Running sceptre 0.9.1 several questions

redbybeing commented 8 months ago

Hi,

First of all, thank you SO much for releasing the updated sceptre 0.9.1. I love all the added functionalities that makes it easier to track all the details. And the tutorial book is awesome. It's a tremendous amount of work that will benefit many people analyzing crispr screens.

I'm trying to analyze my dataset of ~80k cells, 85 gRNAs (including unfortunately just ONE negative control gRNA). ~752,900 discovery pairs after pairwise QC.

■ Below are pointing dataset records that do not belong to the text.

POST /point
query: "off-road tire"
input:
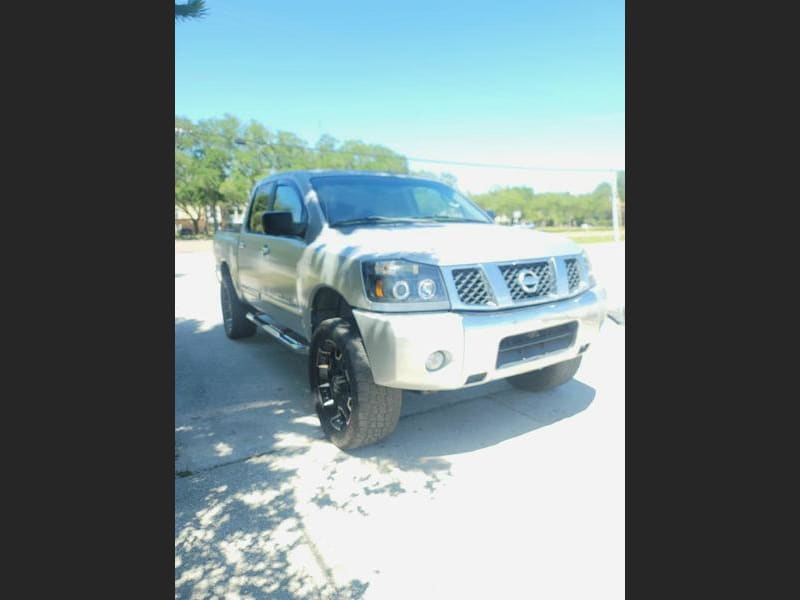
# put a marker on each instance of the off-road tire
(374, 409)
(547, 378)
(234, 310)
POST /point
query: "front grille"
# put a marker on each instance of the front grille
(573, 274)
(543, 271)
(525, 346)
(471, 286)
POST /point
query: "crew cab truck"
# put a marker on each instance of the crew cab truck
(392, 283)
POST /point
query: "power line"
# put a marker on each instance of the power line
(241, 142)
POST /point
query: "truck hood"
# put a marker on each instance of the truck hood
(448, 244)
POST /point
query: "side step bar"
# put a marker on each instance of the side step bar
(279, 334)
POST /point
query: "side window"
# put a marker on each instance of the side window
(287, 199)
(259, 208)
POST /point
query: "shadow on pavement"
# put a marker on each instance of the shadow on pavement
(253, 469)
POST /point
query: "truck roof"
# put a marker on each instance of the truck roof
(304, 175)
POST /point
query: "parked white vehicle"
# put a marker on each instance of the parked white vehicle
(393, 283)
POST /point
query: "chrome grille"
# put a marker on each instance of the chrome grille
(471, 286)
(543, 270)
(573, 274)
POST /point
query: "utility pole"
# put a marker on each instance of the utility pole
(614, 207)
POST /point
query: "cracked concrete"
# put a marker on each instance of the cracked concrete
(485, 492)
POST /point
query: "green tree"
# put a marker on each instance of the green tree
(194, 9)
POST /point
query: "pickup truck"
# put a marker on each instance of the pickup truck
(392, 283)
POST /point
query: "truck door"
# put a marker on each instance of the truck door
(250, 257)
(278, 270)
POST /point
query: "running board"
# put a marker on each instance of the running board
(279, 334)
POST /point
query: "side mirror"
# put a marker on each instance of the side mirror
(281, 223)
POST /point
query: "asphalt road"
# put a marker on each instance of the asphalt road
(487, 492)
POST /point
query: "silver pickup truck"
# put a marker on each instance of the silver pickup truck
(394, 283)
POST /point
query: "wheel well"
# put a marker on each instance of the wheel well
(328, 303)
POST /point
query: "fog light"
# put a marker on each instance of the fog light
(401, 290)
(426, 289)
(435, 361)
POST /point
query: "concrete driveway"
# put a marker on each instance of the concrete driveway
(484, 493)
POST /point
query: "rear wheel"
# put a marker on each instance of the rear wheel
(353, 410)
(547, 378)
(233, 311)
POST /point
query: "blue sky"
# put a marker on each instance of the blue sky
(519, 82)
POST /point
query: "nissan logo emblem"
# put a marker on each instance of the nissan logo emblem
(528, 281)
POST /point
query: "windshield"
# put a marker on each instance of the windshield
(361, 199)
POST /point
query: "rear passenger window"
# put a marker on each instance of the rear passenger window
(259, 207)
(287, 199)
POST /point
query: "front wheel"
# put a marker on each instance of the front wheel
(547, 378)
(353, 410)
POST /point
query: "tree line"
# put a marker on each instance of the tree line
(219, 160)
(555, 208)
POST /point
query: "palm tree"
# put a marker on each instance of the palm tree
(193, 9)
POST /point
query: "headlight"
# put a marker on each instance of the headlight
(403, 281)
(587, 268)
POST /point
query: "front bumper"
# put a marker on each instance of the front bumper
(399, 344)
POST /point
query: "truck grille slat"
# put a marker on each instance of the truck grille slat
(525, 346)
(573, 274)
(471, 286)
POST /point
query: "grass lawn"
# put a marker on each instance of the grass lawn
(586, 236)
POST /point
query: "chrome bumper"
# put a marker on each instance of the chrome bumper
(399, 344)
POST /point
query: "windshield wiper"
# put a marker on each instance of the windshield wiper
(375, 219)
(454, 219)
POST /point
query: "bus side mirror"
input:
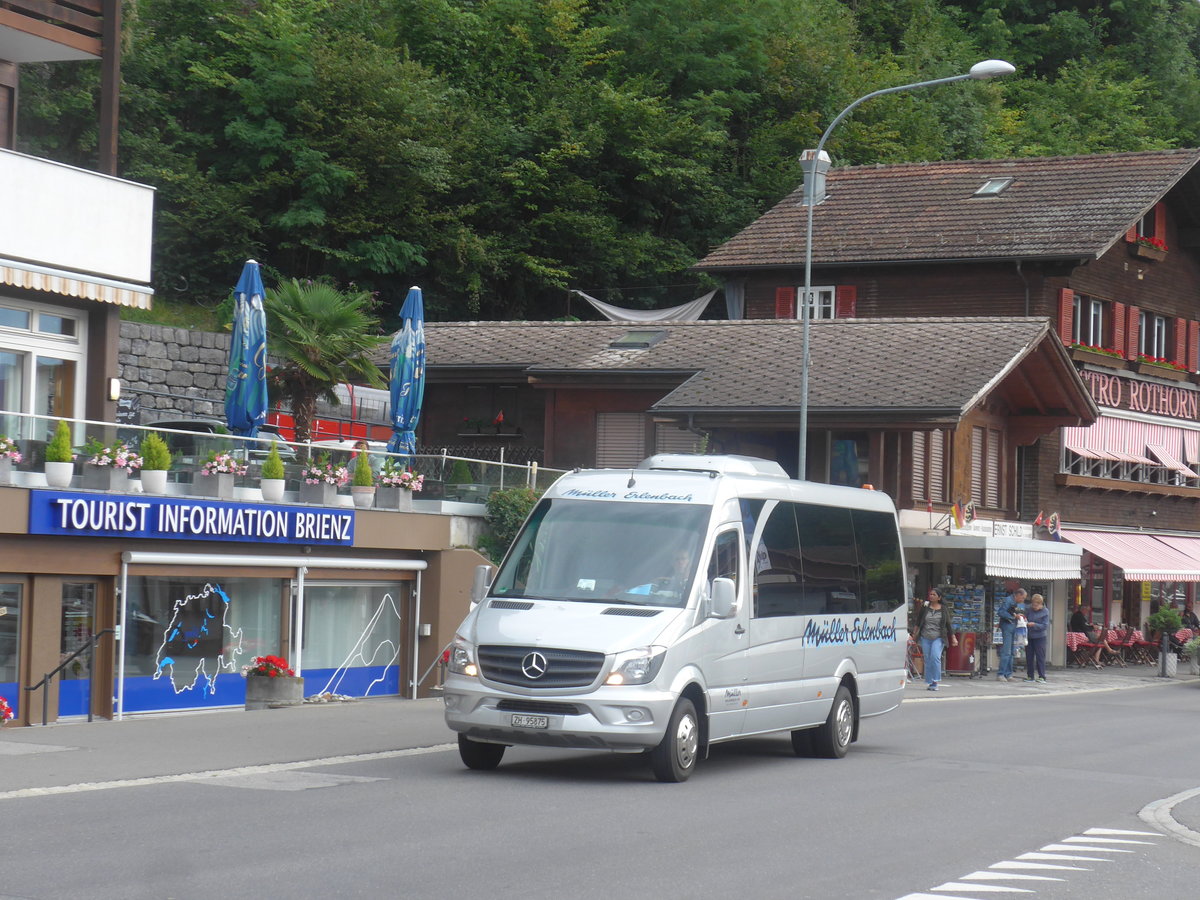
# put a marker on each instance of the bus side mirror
(480, 585)
(724, 603)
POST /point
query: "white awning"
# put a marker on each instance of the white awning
(1007, 557)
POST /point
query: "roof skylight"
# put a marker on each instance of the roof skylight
(993, 186)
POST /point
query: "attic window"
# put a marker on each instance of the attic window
(993, 186)
(639, 340)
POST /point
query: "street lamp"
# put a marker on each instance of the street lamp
(811, 163)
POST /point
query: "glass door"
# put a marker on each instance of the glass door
(10, 646)
(78, 627)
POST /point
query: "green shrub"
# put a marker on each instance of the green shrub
(59, 449)
(155, 453)
(273, 466)
(507, 511)
(363, 474)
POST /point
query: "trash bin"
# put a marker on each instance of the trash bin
(961, 659)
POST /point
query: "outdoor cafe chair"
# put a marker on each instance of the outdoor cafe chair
(1143, 651)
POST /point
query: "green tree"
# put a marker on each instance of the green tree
(321, 337)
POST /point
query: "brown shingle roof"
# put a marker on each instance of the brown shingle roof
(1057, 207)
(934, 366)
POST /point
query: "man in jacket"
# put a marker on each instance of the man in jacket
(1007, 612)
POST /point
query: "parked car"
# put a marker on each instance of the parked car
(210, 435)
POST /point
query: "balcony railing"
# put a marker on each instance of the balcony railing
(445, 477)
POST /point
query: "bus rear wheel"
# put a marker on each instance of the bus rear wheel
(832, 739)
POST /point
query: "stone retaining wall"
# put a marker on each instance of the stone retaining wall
(173, 372)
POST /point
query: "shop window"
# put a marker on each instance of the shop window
(825, 303)
(10, 643)
(929, 459)
(353, 639)
(621, 439)
(189, 637)
(987, 467)
(1152, 335)
(42, 364)
(1091, 321)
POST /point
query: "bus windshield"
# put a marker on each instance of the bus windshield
(593, 551)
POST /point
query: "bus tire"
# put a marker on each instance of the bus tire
(478, 755)
(675, 759)
(832, 739)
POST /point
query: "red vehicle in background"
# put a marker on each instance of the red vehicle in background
(361, 413)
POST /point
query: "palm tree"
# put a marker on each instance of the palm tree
(319, 337)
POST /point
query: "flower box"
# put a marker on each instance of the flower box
(106, 478)
(268, 693)
(1081, 354)
(219, 486)
(1157, 371)
(322, 493)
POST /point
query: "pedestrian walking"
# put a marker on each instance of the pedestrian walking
(1038, 624)
(935, 630)
(1009, 607)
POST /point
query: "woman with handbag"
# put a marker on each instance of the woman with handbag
(934, 630)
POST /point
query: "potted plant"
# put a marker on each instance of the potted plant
(60, 457)
(109, 466)
(363, 485)
(1165, 622)
(155, 463)
(319, 481)
(217, 474)
(271, 684)
(401, 483)
(10, 454)
(273, 475)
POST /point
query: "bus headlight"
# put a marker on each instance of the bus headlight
(636, 666)
(462, 658)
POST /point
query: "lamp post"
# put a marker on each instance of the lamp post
(979, 71)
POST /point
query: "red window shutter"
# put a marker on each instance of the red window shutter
(785, 303)
(1131, 348)
(1066, 312)
(845, 301)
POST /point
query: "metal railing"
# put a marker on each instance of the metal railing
(445, 475)
(45, 684)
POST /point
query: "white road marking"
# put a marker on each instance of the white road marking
(1063, 856)
(1159, 814)
(27, 792)
(982, 888)
(1009, 876)
(1078, 847)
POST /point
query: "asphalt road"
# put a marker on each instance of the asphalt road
(945, 793)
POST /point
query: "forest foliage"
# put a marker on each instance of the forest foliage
(498, 153)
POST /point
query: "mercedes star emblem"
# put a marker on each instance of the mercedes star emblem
(533, 665)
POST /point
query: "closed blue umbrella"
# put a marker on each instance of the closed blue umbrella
(246, 384)
(407, 373)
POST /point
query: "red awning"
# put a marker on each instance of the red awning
(1143, 557)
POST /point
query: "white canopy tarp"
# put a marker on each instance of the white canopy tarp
(688, 312)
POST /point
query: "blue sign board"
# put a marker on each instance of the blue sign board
(97, 515)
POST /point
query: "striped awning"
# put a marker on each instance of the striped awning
(35, 277)
(1144, 557)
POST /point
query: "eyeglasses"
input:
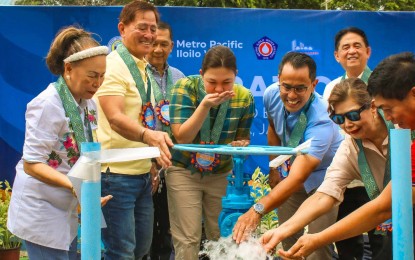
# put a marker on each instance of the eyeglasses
(353, 115)
(143, 27)
(299, 90)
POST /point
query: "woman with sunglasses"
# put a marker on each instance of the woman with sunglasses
(362, 155)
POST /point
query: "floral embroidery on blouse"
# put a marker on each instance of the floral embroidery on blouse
(71, 148)
(92, 116)
(54, 160)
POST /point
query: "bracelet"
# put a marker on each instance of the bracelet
(73, 192)
(142, 134)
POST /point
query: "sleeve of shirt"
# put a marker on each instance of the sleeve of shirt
(183, 100)
(115, 83)
(343, 170)
(322, 130)
(45, 122)
(248, 112)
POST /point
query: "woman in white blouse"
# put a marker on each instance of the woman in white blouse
(43, 209)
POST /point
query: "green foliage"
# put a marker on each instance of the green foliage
(261, 188)
(7, 239)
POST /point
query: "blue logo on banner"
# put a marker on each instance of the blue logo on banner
(265, 48)
(112, 44)
(301, 47)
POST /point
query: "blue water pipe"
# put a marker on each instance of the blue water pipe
(402, 222)
(237, 199)
(91, 205)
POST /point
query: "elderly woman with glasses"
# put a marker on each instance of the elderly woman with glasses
(363, 155)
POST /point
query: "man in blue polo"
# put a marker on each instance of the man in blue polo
(296, 113)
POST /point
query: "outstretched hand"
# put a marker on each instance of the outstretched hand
(271, 239)
(163, 142)
(246, 224)
(304, 246)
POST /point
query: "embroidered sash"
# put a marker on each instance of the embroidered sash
(71, 111)
(147, 113)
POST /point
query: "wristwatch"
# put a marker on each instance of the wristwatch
(259, 208)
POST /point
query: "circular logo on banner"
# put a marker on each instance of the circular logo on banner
(113, 43)
(265, 48)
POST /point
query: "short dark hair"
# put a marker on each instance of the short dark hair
(165, 26)
(299, 60)
(394, 76)
(129, 11)
(354, 88)
(345, 31)
(217, 57)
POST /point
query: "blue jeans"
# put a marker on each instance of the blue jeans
(36, 251)
(129, 216)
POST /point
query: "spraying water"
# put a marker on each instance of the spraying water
(226, 249)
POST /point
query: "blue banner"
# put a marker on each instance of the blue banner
(259, 38)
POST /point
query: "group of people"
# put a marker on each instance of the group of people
(132, 98)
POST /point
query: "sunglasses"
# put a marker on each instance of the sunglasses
(353, 115)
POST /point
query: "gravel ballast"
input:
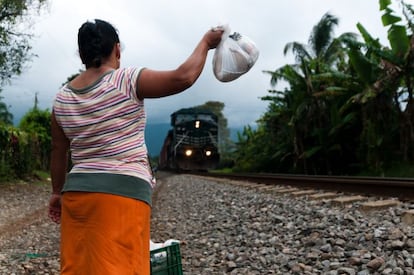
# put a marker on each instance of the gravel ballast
(227, 229)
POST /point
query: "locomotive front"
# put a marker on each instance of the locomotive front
(194, 143)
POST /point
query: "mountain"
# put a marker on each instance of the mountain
(156, 133)
(154, 137)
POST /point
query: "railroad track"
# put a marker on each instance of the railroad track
(400, 188)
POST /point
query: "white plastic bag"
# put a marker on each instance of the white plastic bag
(234, 56)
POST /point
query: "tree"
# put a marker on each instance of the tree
(5, 116)
(14, 42)
(313, 82)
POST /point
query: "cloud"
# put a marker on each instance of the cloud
(161, 34)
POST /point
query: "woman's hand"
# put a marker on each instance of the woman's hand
(213, 37)
(54, 208)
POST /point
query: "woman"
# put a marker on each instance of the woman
(104, 202)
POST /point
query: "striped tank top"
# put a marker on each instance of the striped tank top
(105, 125)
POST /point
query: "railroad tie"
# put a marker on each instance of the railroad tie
(348, 199)
(378, 205)
(408, 217)
(303, 193)
(321, 196)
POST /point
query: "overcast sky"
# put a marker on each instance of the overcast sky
(160, 34)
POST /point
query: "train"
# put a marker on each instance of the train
(192, 142)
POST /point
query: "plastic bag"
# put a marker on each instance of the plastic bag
(234, 56)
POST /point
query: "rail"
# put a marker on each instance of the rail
(401, 188)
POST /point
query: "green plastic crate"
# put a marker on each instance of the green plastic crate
(166, 260)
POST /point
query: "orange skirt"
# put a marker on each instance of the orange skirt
(104, 234)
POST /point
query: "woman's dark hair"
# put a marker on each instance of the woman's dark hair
(96, 41)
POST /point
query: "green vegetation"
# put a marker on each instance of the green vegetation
(348, 108)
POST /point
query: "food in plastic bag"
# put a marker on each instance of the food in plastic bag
(234, 56)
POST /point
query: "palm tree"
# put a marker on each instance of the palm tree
(5, 116)
(312, 81)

I ran into several questions/issues:

1) I am submitting my sceptre R script as a slurm job with 100 gb memory request, but the job keeps failing around calibration check or discovery analysis due to out of memory error. I am re-trying with 200 gb memory. Is this expected? Lots of memory and running time required?

2) import_data() automatically computes response_p_mito but after importing my data, I don't see the response_p_mito covariate. I use mouse genome and mitochondrial gene names should start with mt- instead of MT- (human). Maybe this is why?

3) In run_qc(), are these three covariates the only ones I can QC cells based on?: response_n_umis_range, response_n_nonzero_range, p_mito_threshold What if I have a covariate column named 'percent.mt' instead of 'response_p_mito'? I added custom 'percent.mt' using Seurat because import_data() didn't automatically compute response_p_mito.

4) I found that the number of negative pairs tested in run_calibration_check() varies a lot between runs (of the same data with same code). Message I got:

Constructing negative control pairs. ✓ Note: Unable to generate the number of negative control pairs (752900) requested. Generating as many negative control pairs (17627) as possible.

And then after that I got: N negative control pairs called as significant: XX/~900 one time, and XX/~2700 another time, etc. Why would this happen? Why not test all 17627?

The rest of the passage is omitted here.